Nico sammelte in Montreal keine Punkte, aber seine Pace im ersten Teil des Rennens war ermutigend und er möchte in Valencia zurückschlagen.

THE TEAM

Bei schwierigen Bedingungen kann man dank der Strategie schnell vom Helden zum Verlierer werden und umgekehrt. Am Sonntag drehte sich alles darum, die Streckenbedingungen richtig zu erkennen und das Wetter korrekt vorherzusehen – keine einfache Aufgabe auf der Ile de Notre Dame.

Nach dem Rennen gab Ross zu, dass unsere Entscheidung für Intermediate-Reifen in der ersten Rennhälfte nicht richtig war, weil kurz darauf der Regen stärker wurde und alle Autos auf Regenreifen wechseln mussten. Tatsächlich „waren wir bei der Rennunterbrechung auf den Plätzen elf und zwölf gestrandet“, wie Ross es ausdrückte. Die Autos, die noch nicht an der Box gewesen waren, sahen nun gut aus.

Allerdings wissen wir seit Monaco bestens, dass bei einer roten Flagge Reifen gewechselt werden dürfen, also konnten Fahrer wie Kobayashi, die 25 Runden auf alten Regenreifen gefahren waren, jetzt frische Reifen aufziehen.

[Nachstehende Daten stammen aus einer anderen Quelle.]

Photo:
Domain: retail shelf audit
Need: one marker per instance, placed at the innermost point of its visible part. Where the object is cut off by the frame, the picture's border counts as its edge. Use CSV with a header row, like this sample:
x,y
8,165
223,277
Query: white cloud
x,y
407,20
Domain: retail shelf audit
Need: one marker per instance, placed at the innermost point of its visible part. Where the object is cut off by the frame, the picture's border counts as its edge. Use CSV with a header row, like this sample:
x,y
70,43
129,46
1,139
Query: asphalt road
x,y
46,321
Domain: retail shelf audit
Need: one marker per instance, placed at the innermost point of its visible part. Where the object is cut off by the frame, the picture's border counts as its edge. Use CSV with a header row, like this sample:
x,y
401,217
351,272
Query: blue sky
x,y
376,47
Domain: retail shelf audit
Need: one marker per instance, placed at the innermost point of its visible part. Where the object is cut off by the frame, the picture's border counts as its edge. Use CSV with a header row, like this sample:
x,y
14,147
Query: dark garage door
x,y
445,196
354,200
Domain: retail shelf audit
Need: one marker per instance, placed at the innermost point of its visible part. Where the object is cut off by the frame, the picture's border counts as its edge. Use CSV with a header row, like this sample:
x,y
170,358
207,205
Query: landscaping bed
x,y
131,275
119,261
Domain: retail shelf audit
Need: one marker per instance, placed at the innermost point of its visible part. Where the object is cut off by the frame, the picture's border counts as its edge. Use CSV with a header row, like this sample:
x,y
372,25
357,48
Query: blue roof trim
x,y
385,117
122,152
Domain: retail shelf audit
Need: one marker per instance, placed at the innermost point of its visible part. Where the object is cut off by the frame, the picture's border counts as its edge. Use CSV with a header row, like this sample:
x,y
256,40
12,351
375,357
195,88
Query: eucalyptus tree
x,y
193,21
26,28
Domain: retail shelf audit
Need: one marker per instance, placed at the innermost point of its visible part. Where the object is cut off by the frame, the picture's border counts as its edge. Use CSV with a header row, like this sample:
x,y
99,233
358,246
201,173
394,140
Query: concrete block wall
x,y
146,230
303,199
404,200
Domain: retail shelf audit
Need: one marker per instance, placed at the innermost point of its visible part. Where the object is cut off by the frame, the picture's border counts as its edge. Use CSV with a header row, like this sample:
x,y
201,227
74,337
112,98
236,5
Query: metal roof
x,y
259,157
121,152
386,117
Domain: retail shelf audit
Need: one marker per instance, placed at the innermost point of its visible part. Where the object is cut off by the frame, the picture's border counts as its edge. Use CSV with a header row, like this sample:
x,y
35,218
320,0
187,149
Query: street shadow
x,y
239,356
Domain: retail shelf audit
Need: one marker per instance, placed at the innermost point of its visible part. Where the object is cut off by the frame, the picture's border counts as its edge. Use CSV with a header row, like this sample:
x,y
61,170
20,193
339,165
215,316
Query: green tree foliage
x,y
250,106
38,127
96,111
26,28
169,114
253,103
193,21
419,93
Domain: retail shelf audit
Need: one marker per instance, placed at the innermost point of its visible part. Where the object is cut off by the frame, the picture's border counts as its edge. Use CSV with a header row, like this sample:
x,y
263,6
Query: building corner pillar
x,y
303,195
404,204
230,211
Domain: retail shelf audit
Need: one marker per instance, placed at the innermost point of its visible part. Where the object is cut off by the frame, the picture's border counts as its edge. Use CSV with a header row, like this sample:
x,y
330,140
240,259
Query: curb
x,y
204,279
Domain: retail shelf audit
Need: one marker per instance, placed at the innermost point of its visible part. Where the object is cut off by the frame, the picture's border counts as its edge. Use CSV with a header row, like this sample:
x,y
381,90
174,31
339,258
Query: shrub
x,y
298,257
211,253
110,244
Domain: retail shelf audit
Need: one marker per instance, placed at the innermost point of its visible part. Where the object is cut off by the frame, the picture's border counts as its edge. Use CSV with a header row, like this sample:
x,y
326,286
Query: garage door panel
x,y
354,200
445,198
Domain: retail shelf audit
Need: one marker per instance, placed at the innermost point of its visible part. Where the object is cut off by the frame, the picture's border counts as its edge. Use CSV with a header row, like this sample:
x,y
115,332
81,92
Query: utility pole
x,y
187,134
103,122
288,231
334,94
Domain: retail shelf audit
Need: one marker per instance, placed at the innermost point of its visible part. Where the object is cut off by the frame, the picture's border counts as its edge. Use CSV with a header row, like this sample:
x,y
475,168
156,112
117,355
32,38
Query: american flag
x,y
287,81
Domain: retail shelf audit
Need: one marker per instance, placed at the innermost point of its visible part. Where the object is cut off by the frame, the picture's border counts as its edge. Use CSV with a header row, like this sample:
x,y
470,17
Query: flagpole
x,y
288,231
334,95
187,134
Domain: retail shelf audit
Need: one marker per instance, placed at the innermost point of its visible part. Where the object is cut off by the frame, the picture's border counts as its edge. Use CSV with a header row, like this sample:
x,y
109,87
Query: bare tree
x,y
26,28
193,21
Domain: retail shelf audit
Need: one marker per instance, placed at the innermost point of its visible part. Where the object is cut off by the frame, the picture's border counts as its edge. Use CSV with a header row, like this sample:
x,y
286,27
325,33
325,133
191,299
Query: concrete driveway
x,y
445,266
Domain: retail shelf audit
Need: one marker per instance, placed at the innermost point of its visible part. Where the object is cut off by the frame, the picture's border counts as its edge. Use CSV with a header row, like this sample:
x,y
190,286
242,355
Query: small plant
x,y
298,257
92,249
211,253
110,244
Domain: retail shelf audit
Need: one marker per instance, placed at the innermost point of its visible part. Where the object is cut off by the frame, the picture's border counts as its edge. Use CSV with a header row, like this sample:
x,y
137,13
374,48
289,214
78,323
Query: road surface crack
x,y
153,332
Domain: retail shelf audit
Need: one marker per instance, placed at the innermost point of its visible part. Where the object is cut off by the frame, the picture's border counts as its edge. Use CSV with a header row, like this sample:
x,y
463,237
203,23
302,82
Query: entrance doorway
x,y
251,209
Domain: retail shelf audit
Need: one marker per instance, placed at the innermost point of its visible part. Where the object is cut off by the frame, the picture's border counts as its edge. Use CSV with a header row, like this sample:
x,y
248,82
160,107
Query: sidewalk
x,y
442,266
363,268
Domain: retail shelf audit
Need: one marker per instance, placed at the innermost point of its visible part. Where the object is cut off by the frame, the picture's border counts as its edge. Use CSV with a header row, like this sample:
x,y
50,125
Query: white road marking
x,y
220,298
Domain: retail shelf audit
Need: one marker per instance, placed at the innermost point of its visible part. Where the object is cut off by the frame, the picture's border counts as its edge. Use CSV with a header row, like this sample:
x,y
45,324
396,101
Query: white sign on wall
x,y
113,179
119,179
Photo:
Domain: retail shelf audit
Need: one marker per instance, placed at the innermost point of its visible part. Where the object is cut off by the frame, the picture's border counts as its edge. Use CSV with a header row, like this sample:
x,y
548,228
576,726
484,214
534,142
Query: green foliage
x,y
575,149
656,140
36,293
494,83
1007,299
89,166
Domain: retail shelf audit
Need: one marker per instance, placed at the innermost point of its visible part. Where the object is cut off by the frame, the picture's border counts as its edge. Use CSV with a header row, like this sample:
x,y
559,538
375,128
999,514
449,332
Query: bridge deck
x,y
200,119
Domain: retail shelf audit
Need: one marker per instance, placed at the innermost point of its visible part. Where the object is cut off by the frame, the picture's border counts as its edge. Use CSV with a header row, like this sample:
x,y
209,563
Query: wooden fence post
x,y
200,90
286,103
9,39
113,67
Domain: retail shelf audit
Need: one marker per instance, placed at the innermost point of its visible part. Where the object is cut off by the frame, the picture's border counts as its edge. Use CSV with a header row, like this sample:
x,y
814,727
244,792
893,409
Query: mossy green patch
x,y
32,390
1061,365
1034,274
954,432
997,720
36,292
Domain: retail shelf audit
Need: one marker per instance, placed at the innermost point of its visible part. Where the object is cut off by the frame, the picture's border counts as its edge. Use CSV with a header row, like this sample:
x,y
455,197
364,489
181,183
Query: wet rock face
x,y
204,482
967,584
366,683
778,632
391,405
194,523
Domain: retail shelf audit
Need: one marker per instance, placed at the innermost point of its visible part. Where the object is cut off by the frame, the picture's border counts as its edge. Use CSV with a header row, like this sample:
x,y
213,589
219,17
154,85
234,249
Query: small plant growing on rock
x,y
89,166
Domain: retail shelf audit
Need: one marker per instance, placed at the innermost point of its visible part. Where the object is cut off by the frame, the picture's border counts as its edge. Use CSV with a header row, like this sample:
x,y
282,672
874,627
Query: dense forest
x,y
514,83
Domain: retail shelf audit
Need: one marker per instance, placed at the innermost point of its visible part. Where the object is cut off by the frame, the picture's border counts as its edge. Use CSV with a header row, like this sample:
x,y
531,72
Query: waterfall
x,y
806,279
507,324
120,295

Die Wiederaufnahme des Rennens brachte uns aber zurück in selbiges. Die Jungs an der Boxenmauer und Michael riskierten es, mit dem Safety Car hereinzukommen und Intermediates aufzuziehen – damit war er das erste Auto der Spitzengruppe, der in Runde 34 reinkam. Das war entscheidend.

Nach dem Boxenstopp lag er auf Platz 13. Sieben Runden später, in Runde 42, war er Siebter. In Runde 51 war er bereits Zweiter. Nico entschied sich zwei Runden nach Michael zum Reifenwechsel und lag in Runde 51 auf Platz sieben – er war nach einem Kontakt mit Sutil hinter dem Safety Car zuvor bis auf Position elf zurückgefallen.

Der Wechsel auf Slicks kam für Michael in Runde 52 genau zur richtigen Zeit – danach jagten ihn Webber und Button, bis das Safety Car Michaels kleinen Vorteil zunichte machte. Michael musste sich gegen die schnelleren Autos hinter sich verteidigen, die jedoch DRS einsetzen konnten, so fiel er auf Platz vier zurück – kam aber dennoch nur 0,3 Sekunden hinter Webber ins Ziel. Er fuhr seine schnellste Rennrunde auf der letzten Runde des Rennens.

Nach einem extrem harten Wochenende in Monaco sind zwölf Punkte unter solch schwierigen Bedingungen ein guter Schub für das Team, obwohl der letzte Rennteil gezeigt hat, dass wir noch Boden auf die Topteams gutmachen müssen. Wir sehen uns in vierzehn Tagen in Valencia, zum zweiten Spanien-Besuch in dieser Saison.